Abstract: Today's largest data processing workloads are hosted in cloud data centers. Due to exponential data growth and the end of Moore's Law, these workloads have ballooned to the hyperscale level, where a single query encompasses billions to trillions of data items spread across hundreds to thousands of servers connected by the data center network. These massive scales fundamentally challenge the designs of both data processing systems and data center networks. My research rethinks the interactions between these two layers and seeks the optimal solutions for supporting data processing in data centers and evolving the cloud infrastructure.
In this talk, I will present a principled and cross-layer approach to building network-centric systems for hyperscale workloads. My approach covers data processing in both current networks and future networks, as well as how networks evolve. To demonstrate its efficiency, I will first discuss GraphRex, a system that combines classic database and systems techniques to push the performance of massive graph queries in current data centers. I will then introduce data processing in disaggregated data centers (DDCs), a promising new cloud proposal. I will detail TELEPORT, a system that allows data processing systems to unlock all DDC benefits. Finally, I will also show MimicNet, a system that facilitates network innovation at scale.

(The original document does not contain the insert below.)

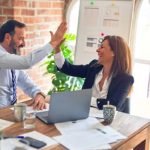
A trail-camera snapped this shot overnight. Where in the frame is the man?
[0,20,66,109]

Bio: Qizhen Zhang is a Ph.D. candidate in the Department of Computer and Information Science at the University of Pennsylvania, advised by Vincent Liu and Boon Thau Loo. His dissertation research bridges cloud data processing systems and data center networks to address emerging challenges in hyperscale data processing. He is broadly interested in data management and computer systems and networking, and he researches across the data processing stack. His work appears at database and systems conferences such as SIGMOD, VLDB, and SIGCOMM.